After intubation: immediate post-intubation checks

  • Secure the tube well (tape/tube holder) and note depth at teeth/lips.
  • Ensure capnography remains connected and displayed continuously.
  • Set appropriate ventilation and alarms; reassess after any patient movement or change in position.
  • Consider need for gastric tube, throat pack (if used), eye protection, and bite block if appropriate.
  • Plan for extubation early: is this likely to be straightforward or high risk?
What is the single most important way to confirm tracheal intubation?

Continuous waveform capnography showing a sustained CO2 trace over several breaths.

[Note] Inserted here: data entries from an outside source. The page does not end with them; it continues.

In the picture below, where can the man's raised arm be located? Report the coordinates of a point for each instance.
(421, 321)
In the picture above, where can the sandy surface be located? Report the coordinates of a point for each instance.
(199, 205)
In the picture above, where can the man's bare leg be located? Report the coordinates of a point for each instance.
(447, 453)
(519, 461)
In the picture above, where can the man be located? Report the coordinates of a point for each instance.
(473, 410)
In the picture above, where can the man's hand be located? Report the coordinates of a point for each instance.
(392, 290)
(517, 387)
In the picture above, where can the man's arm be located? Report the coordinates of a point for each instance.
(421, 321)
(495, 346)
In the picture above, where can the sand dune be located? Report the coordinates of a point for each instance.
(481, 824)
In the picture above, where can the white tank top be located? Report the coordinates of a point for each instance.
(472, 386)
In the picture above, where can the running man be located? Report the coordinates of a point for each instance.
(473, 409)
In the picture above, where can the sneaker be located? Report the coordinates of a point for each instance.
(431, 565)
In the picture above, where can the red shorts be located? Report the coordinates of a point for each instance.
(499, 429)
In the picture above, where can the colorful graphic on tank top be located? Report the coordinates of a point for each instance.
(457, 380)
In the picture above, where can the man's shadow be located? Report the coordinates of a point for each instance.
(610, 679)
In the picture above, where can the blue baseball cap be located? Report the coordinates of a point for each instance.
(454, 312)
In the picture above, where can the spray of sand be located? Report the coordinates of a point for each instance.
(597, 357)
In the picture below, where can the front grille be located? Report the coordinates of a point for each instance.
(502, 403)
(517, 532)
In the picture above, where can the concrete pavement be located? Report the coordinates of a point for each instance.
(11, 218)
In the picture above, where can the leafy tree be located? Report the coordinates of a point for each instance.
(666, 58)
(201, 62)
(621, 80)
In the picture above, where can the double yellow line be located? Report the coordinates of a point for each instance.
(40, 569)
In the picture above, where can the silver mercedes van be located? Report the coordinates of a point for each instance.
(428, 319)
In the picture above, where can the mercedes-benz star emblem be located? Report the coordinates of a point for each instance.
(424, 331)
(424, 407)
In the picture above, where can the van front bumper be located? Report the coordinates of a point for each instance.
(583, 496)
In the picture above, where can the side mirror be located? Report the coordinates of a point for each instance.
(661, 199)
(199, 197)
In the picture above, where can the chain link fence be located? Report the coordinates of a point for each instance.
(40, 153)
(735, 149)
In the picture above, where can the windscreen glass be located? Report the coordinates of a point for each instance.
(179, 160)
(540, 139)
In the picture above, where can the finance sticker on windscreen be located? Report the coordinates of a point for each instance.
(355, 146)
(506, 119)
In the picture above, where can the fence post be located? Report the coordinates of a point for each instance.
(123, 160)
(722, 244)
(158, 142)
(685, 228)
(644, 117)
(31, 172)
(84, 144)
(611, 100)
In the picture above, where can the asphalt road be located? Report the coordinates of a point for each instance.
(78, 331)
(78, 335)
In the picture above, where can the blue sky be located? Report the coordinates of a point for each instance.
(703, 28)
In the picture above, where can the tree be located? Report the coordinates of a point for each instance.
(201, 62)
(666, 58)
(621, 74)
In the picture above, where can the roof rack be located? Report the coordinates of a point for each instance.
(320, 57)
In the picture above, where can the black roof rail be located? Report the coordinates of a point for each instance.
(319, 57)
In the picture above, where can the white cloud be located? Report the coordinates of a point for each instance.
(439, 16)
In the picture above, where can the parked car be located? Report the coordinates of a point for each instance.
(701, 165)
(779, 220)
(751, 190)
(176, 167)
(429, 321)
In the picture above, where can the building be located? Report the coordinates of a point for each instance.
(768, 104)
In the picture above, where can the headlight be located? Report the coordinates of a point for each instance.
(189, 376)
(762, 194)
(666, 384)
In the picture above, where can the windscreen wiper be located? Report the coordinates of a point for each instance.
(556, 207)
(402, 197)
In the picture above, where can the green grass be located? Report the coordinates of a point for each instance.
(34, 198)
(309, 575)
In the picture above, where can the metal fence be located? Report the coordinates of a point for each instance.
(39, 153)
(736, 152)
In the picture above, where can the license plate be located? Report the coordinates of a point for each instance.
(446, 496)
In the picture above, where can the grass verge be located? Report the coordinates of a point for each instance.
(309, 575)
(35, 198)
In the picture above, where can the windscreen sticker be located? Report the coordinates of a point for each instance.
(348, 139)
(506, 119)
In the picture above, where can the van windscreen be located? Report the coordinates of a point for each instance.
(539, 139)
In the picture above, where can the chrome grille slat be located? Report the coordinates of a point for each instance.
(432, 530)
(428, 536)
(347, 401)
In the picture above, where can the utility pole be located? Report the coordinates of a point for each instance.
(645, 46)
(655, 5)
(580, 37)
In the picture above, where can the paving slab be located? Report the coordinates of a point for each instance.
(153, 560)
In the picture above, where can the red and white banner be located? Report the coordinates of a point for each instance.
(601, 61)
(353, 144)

What should you do if you cannot see the vocal cords quickly?

– Stop and oxygenate – Reposition (sniffing/ramp), suction – Use external laryngeal manipulation – Use a bougie / change blade – Call for help early

How long should an intubation attempt last?

As short as possible; if oxygenation is falling or progress has stopped, stop and ventilate with 100% oxygen before trying again.

What are typical adult tube sizes and depths?

– Size: ~7.0–7.5 (female), ~8.0–8.5 (male), adjust to patient – Depth at teeth: often ~20–22 cm, but confirm clinically and with capnography

What are the common signs of oesophageal intubation?

– Absent/brief capnography trace – No chest rise, poor compliance – Gastric distension – Falling SpO2 (often delayed if well pre-oxygenated)

If the capnography trace disappears after initially being present, what could be wrong?

– Disconnection/leak – Circuit or filter problem – Severe bronchospasm/low pulmonary blood flow (e.g., arrest) – Tube displacement (extubation/endobronchial) Treat as critical: check patient, circuit, and tube immediately.

What is a bougie and when should you use it?

A flexible introducer that can be passed when the view is limited (e.g., only epiglottis/partial cords). It often increases first-pass success in Grade 2–3 views.

What is the priority in a failed intubation?

Oxygenation and ventilation. Stop attempts, oxygenate, and move to a rescue technique (mask/SAD) while calling for help.